God dammit, I have been reading this book for months, and just now got poor LBJ to Washington D.C. He's heading up a New Deal program getting young folks in Texas to work, digging ditches and renewing parks. I may have to skip a few chapters - or, um, volumes - in Robert Caro's Pulitzer-winning five-volume planned biography, but I am fascinated by one question: What motivated Johnson to pass Civil Rights legislation? Caro has painted him as a real sonuvabitch, a political opportunist who is willing to push the progressive program at the same time that he bemoans FDR's socialist agenda (all depending on the audience!) So what was behind his decision to hand over the South to Republicans for generations?
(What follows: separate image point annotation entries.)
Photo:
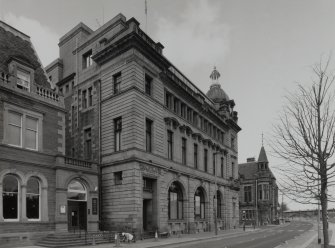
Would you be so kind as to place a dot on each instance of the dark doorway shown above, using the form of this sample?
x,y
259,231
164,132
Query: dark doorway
x,y
77,215
147,214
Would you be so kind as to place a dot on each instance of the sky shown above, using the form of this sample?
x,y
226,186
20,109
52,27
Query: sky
x,y
261,48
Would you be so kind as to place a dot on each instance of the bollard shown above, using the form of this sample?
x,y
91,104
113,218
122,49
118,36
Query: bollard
x,y
117,240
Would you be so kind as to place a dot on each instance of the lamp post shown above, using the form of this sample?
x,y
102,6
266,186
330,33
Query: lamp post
x,y
215,198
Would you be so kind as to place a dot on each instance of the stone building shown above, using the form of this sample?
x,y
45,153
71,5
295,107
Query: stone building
x,y
167,151
257,179
41,190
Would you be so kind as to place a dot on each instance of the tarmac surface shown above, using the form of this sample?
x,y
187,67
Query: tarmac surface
x,y
308,239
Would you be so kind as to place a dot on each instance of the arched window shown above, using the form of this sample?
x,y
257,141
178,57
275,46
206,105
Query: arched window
x,y
218,205
199,204
76,191
175,198
10,196
33,199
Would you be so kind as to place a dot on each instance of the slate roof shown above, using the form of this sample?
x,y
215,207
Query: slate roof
x,y
250,170
16,45
262,156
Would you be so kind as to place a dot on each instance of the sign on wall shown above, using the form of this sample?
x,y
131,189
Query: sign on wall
x,y
94,206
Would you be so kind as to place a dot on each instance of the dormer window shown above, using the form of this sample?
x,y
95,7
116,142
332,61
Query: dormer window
x,y
87,59
23,79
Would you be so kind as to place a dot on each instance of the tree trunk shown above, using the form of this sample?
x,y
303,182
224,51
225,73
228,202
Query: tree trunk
x,y
324,216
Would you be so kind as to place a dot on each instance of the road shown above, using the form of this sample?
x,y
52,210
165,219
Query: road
x,y
268,237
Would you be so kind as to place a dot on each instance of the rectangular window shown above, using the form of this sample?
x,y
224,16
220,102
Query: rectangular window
x,y
90,97
84,99
214,165
173,202
189,114
117,83
247,193
88,144
14,129
233,170
222,167
197,206
168,100
201,123
176,103
148,133
195,119
31,133
23,79
118,177
22,130
117,133
73,118
196,156
87,59
205,159
170,144
148,184
232,143
183,110
148,85
183,151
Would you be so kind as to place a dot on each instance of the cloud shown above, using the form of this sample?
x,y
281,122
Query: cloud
x,y
43,38
196,41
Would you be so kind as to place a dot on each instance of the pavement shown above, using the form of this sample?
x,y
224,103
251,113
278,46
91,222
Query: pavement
x,y
306,240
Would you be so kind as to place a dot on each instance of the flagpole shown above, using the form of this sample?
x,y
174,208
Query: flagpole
x,y
146,15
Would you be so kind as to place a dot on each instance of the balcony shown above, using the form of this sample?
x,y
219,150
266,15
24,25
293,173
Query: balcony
x,y
68,161
32,90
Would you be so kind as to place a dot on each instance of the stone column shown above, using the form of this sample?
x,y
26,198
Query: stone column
x,y
23,212
1,205
44,204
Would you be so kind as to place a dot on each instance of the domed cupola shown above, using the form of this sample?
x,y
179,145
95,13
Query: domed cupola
x,y
215,92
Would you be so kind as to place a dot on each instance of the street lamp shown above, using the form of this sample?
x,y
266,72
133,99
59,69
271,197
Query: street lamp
x,y
215,198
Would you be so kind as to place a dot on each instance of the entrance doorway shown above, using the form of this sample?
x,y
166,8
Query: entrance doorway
x,y
77,205
77,215
147,214
149,206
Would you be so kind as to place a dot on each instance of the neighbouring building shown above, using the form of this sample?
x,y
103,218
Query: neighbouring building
x,y
167,152
259,191
40,188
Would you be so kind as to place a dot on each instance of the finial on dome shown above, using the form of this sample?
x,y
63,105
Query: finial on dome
x,y
215,75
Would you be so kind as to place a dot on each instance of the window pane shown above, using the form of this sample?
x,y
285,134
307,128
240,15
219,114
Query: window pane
x,y
14,118
14,135
31,123
9,205
10,197
76,191
180,209
173,205
33,186
33,206
30,139
10,184
75,185
197,205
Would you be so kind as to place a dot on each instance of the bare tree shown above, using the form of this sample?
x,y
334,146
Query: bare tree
x,y
305,139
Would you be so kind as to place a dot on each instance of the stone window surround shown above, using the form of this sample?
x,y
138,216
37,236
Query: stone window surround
x,y
22,180
24,112
14,65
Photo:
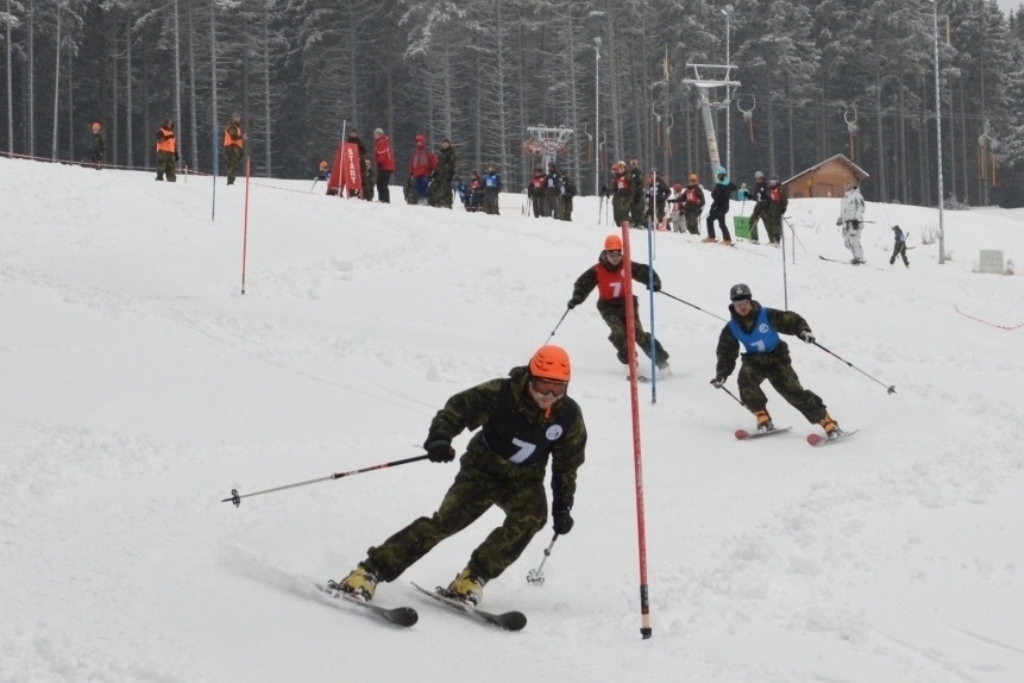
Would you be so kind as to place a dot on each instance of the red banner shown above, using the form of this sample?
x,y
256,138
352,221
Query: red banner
x,y
346,174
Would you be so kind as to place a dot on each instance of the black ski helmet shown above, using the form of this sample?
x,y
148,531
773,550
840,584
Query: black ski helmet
x,y
739,292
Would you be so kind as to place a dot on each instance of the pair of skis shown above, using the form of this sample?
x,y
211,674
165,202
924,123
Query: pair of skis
x,y
813,439
407,616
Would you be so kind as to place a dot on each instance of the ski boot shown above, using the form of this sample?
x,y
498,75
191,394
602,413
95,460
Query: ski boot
x,y
830,427
467,587
764,421
359,584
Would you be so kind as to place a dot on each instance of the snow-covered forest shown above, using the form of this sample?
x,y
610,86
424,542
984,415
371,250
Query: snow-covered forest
x,y
818,77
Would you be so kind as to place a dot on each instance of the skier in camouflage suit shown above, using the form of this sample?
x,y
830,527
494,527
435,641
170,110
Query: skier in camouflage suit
x,y
235,145
525,418
608,278
440,186
766,357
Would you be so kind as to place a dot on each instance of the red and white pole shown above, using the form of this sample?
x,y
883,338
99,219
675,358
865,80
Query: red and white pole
x,y
631,353
245,229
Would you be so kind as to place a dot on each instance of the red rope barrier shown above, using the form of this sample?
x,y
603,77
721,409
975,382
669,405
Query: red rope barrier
x,y
1000,327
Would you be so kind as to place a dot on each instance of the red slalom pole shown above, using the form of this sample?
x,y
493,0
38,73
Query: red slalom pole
x,y
245,230
631,352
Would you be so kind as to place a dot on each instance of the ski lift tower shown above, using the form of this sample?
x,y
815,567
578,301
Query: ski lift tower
x,y
705,78
547,142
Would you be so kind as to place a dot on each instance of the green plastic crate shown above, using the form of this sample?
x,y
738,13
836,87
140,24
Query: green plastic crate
x,y
741,225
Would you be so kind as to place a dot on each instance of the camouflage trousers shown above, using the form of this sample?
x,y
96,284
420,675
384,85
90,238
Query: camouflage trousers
x,y
638,210
773,223
692,221
232,157
491,202
165,166
783,379
615,318
566,209
521,498
440,193
552,206
759,213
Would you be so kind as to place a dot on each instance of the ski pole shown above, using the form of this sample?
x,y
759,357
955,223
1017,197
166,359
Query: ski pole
x,y
567,309
237,498
536,577
691,305
889,389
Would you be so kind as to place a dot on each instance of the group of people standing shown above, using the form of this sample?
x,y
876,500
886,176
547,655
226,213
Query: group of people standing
x,y
551,194
167,148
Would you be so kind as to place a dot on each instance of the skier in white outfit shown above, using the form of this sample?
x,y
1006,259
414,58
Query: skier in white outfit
x,y
852,220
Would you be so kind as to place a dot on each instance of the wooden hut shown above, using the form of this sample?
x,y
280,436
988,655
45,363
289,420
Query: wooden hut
x,y
825,179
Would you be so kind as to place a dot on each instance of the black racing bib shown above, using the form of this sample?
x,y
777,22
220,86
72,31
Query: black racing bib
x,y
510,435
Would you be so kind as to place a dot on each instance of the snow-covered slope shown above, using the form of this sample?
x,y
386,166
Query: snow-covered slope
x,y
138,386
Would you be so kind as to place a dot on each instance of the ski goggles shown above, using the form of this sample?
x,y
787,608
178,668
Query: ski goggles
x,y
549,388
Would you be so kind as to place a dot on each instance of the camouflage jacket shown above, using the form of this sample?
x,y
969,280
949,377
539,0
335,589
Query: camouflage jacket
x,y
636,183
473,408
588,281
784,322
445,164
Caro knows that it is all about power - but how is that power wielded?
The Ugly Laws, by Susan Schweik: My wife bought this book for me a while ago, and I have yet to crack it open. However, it claims to be a history of disability. I TA'd this Spring for a course on the culture of disability, and I was struck by how alienated so many of the freshman undergraduates were when regarding what it means to be disabled in America.*** And so, if there were a theme to this Summer syllabus that I am building for myself, it's that power structures in the United States are not accidental. At some point, for some reason, someone decides that one group of people will be advantaged by a set of laws or policies, and another group will be disadvantaged, and that these power discrepancies are then concealed by other structures, so that it seems that discrimination is something accidental, not purposeful.
*This weekend, I have been doing a lot of hobknobbing, going to art shows and bars and farmer's markets, running into local teachers, reminding them that, yes, I will be graduating this Summer, and yes, if you happen to know of a job opening at your school, please let me know, and please keep me in mind for this opportunity, and so on and so forth.
** Just a thought: My perfect reading calendar might be: Summer: Russian Lit, Fall: English Lit (Henry James, Virginia Woolf), Winter: Sci-Fi, Spring: History and Biography. The exception to this would be Moby-Dick, which is something that is meant to be read over the Summer.
*** Not what it means to have a disability.